One of her most famous projects was called “Changing New York,” which she started after returning from Europe. She saw America with a “fresh and enriched perspective” and began to photograph the rapidly evolving urban landscape of the city. Her captivating photographs of new bridges and skyscrapers, replacing older structures, as well as the juxtaposition of evolving modes of transportation with those of the past and crowded street scenes evoke an exciting combination of realism. You could imagine yourself standing in the streets and absorbing the streets “feeling.” Through her project I could feel the changes that were happening in the city by the way she portrayed her subjects in the pictures.

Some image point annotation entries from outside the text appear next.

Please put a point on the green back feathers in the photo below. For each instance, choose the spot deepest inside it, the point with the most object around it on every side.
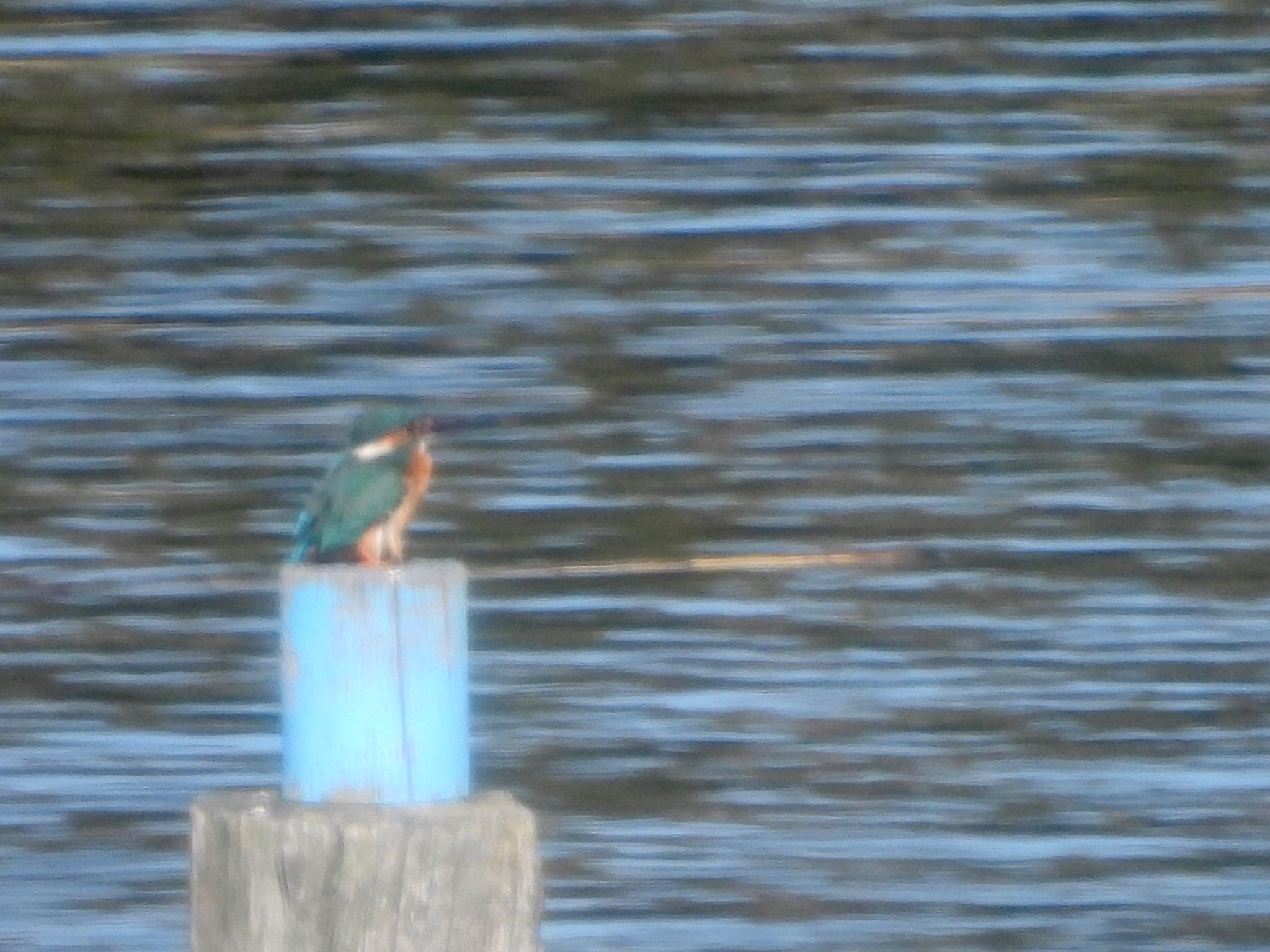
(352, 497)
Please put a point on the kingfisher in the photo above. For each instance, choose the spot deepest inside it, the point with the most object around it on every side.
(360, 510)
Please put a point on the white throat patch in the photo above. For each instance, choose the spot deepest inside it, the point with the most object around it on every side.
(376, 448)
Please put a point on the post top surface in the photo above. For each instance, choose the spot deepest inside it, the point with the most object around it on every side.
(413, 572)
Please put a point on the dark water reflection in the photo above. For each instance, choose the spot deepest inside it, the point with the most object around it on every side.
(981, 278)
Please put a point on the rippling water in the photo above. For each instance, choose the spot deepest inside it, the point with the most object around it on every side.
(984, 280)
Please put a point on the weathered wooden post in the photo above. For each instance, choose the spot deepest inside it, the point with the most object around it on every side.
(373, 846)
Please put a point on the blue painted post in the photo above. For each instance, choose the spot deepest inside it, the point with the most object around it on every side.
(375, 683)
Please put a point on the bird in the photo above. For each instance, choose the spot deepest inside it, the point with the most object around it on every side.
(360, 510)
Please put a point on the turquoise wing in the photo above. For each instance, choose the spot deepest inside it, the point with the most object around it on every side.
(351, 499)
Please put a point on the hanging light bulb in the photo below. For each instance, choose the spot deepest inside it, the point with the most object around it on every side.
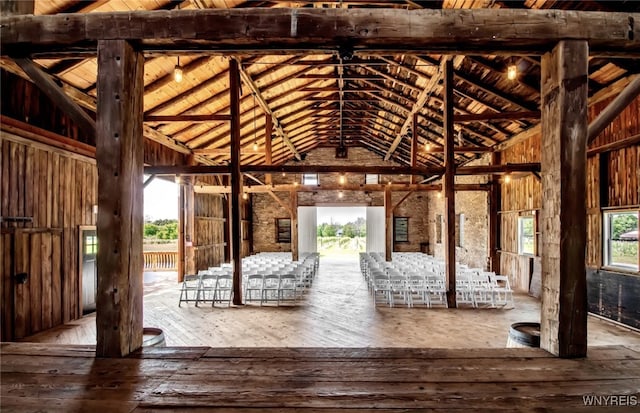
(177, 72)
(512, 72)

In 1939, she began experimenting with scientific imagery and capturing the movement of physics, mathematics and chemistry in her dramatic black-and-white photos, and called her project “Documenting Science.” As her photographs illustrate the latest technology, which makes them modern, however the principles they show came before her period, which makes them timeless. In this project the photographer is trying to take us both backward and forward in time. Abbott pictures depict a spellbinding pattern of colliding and overlapping circular forms. If you stare long enough you start to see faces or other forms in the picture. In her project, I got the feeling of being tricked, when I first looked at the picture I saw one thing and few moments later I saw something else. It was interesting trying to figure out what she was trying to show or how she took the picture without reading the captions. The project gave the feeling of mystery and blurred the lines between facts and fiction. Other photos show multiple exposures of items moving through space, an enlarged view of penicillin mold, and beams of light passing through a prism.